Occasionally we get  this question: “I have participated in the peer review process, how do I know if I am eligible for Continous Submission?”  Well, to answer that question effectively, let me review what the peer review process is and why that makes some people eligible for this perk called Continuous Submission.

NIH evaluates applications by a dual peer review process as mandated by statute, in accordance with section 492 of the Public Health Service Act and federal regulations governing "Scientific Peer Review of Research Grant Applications and Research and Development Contract Projects."

The first level of review is carried out by a Scientific Review Group (SRG) composed primarily of non-federal scientists who have expertise in relevant scientific disciplines and current research areas. The second level of review is performed by Institute and Center (IC) National Advisory Councils or Boards. Councils are composed of both scientific and public representatives chosen for their expertise, interest, or activity in matters related to health and disease.

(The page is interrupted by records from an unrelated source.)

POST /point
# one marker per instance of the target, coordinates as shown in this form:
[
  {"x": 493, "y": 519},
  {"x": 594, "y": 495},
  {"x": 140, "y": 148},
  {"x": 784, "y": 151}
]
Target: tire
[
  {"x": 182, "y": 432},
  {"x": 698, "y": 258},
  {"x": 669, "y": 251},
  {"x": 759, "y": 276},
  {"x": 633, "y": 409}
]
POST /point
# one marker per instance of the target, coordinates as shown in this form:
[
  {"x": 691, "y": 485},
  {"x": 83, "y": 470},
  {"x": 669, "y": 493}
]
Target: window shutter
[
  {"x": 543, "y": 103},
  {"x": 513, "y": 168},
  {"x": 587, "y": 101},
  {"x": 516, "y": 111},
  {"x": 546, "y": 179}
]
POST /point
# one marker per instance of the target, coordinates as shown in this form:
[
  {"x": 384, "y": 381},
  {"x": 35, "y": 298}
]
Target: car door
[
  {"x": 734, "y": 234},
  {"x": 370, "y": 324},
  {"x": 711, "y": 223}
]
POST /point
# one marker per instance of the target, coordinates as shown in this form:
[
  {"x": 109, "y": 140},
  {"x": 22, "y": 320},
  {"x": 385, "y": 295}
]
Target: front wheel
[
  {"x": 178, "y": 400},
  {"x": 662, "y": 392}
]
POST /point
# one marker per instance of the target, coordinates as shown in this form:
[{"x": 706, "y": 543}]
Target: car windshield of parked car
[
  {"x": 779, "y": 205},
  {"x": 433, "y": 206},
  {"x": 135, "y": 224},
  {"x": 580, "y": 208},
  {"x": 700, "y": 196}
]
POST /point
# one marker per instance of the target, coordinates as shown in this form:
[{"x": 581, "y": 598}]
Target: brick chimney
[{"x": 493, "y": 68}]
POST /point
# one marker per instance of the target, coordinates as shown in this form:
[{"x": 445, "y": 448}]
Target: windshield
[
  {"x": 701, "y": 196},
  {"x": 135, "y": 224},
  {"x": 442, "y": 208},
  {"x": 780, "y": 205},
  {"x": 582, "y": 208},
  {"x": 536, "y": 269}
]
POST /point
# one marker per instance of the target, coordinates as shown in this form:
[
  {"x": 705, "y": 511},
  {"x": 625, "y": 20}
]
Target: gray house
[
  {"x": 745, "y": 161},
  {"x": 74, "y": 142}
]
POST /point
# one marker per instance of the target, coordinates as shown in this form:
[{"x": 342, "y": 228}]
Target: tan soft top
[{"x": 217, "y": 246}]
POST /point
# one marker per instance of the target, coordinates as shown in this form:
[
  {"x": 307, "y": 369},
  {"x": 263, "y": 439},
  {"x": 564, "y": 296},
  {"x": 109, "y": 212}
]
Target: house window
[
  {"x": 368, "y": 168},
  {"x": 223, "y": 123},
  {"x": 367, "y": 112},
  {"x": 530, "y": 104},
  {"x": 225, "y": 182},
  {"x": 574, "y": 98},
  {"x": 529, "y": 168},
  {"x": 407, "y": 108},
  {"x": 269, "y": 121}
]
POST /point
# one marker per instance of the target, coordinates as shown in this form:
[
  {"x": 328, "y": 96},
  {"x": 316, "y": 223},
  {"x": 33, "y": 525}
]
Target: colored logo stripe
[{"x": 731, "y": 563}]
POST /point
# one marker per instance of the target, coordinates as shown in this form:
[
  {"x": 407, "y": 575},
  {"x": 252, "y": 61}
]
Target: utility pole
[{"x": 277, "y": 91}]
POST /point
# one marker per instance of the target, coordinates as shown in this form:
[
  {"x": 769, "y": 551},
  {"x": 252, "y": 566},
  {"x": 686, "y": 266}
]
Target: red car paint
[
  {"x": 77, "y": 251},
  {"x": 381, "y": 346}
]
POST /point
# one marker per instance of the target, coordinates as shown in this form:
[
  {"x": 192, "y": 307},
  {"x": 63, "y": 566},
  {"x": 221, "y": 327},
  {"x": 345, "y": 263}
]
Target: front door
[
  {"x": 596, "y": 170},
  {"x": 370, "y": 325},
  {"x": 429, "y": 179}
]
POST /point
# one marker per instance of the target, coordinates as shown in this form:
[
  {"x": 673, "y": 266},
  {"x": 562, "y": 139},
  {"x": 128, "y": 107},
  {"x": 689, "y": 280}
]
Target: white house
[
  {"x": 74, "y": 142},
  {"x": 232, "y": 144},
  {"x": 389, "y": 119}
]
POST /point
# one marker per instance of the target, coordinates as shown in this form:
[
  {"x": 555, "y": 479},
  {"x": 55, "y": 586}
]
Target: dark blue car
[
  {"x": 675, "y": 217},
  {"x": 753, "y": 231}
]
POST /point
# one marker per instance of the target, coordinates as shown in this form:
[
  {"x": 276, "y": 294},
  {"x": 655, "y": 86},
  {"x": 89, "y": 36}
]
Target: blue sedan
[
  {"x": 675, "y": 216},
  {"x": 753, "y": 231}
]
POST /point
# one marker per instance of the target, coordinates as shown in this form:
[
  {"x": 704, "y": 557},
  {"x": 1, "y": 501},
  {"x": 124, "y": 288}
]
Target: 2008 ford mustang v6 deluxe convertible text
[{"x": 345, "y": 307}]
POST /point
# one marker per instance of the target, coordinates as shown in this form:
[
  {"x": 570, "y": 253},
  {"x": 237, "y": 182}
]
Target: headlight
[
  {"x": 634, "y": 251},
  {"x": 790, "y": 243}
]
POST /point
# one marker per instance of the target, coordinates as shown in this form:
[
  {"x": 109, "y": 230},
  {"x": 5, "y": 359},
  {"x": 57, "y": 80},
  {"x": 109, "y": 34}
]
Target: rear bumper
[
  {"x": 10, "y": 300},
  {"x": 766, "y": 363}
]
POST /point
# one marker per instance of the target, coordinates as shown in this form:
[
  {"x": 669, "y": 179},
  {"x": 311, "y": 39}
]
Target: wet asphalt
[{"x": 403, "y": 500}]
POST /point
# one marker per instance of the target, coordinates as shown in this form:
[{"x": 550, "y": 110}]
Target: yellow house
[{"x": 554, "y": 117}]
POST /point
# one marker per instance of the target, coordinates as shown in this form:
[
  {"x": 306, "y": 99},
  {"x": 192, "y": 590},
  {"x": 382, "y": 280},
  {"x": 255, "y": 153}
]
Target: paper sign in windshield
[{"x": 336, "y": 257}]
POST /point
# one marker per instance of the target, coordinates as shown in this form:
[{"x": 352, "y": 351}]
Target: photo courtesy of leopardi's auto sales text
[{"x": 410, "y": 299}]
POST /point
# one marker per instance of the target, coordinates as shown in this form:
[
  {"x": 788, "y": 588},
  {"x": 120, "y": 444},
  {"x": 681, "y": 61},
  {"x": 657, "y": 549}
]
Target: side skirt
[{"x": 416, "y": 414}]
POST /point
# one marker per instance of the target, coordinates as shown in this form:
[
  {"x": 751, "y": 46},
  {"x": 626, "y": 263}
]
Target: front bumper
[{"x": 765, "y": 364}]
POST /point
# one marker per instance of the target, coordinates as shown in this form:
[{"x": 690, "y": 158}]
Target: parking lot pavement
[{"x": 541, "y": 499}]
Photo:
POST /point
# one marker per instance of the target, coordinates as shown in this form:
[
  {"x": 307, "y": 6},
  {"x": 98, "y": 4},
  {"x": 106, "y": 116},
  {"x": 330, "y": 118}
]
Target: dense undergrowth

As a way of recognizing their service to NIH, reviewers with substantial review service are permitted to submit their research grant applications (R01, R21, or R34) on a continuous basis and to have those applications undergo initial peer review in a timely manner. This process is referred to as Continuous Submission and applies to those peer reviewers with recent substantial service (six times in 18 months).

It is important to note that the Continuous Submission option ONLY applies to the R01, R21, and R34 Activity Codes and ONLY to FOAs using those activities with standard submission dates.